Universal Plugin

Universal packaging just takes a plain mappings configuration and generates various package files for distribution. It allows you to provide your users a distribution that is not tied to any particular platform, but may require manual labor to set up.

Requirements

Depending on what package format you want to use, you need one of the following applications installed

  • zip (if native)
  • gzip
  • xz
  • tar
  • hdiutil (for dmg)

Build

There is a task for each output format

Zip

sbt universal:packageBin

Tar

sbt universal:packageZipTarball

Xz

sbt universal:packageXzTarball

Dmg

sbt universal:packageOsxDmg

Required Settings

A universal has no mandatory fields.

1.0 or higher

Enable the universal plugin

enablePlugins(UniversalPlugin)

0.8 or lower

For this versions universal packaging is automatically activated. See the Getting Started page for information on how to enable sbt native packager.

Configurations

Settings and Tasks inherited from parent plugins can be scoped with Universal.

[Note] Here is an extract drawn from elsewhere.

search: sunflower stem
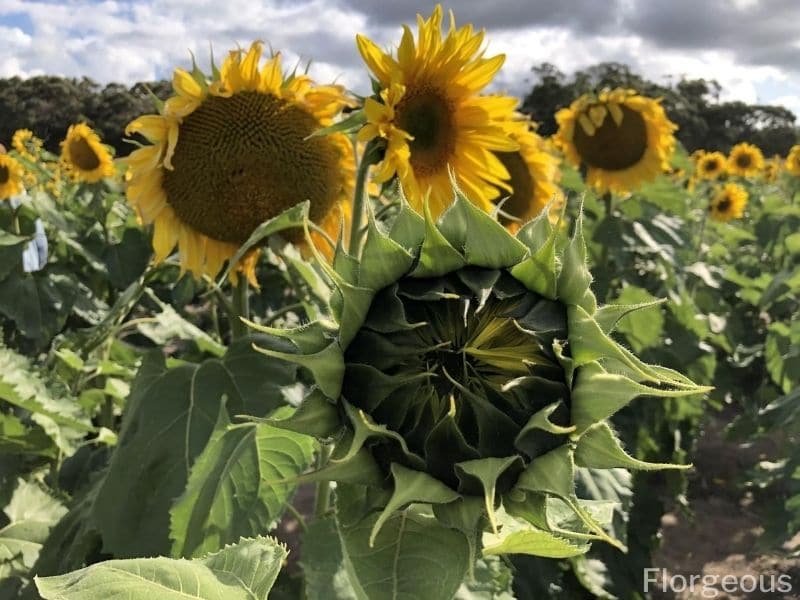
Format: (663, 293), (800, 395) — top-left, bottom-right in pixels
(314, 444), (333, 519)
(231, 276), (250, 340)
(348, 140), (379, 256)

Universal packaging provides three Configurations:

universal
For creating full distributions
universal-docs
For creating bundles of documentation
universal-src
For creating bundles of source.
name in Universal := name.value

name in UniversalDocs <<= name in Universal

name in UniversalSrc <<= name in Universal

packageName in Universal := packageName.value

Settings

As we showed before, the Universal packages are completely configured through the use of the mappings key. Simply specify the desired mappings for a given configuration. For Example:

mappings in Universal <+= packageBin in Compile map { p => p -> "lib/foo.jar" }

However, sometimes it may be advantageous to customize the files for each archive separately. For example, perhaps the .tar.gz has an additional README plaintext file in addition to a README.html. To add this just to the .tar.gz file, use the task-scope feature of sbt:

mappings in Universal in package-zip-tarball += file("README") -> "README"

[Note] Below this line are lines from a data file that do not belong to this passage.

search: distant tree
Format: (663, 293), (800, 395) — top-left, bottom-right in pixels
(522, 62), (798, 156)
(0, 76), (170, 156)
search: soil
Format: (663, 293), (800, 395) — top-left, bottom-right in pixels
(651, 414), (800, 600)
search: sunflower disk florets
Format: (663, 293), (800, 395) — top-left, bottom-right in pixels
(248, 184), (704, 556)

Besides mappings, the name, sourceDirectory and target configurations are all respected by universal packaging.

Note: The Universal plugin will make anything in a bin/ directory executable. This is to work around issues with JVM and file system manipulations.

Tasks

universal:package-bin
Creates the zip universal package.
universal:package-zip-tarball
Creates the tgz universal package.
universal:package-xz-tarball
Creates the txz universal package. The xz command can get better compression for some types of archives.
universal:package-osx-dmg
Creates the dmg universal package. This only work on OSX or systems with hdiutil.
universal-docs:package-bin
Creates the zip universal documentation package.
universal-docs:package-zip-tarball
Creates the tgz universal documentation package.
universal-docs:package-xz-tarball
Creates the txz universal documentation package. The xz command can get better compression for some types of archives.

Customize

Universal Archive Options

You can customize the commandline options (if used) for the different zip formats. If you want to force local for the tgz output add this line:

universalArchiveOptions in (Universal, packageZipTarball) := Seq("--force-local", "-pcvf")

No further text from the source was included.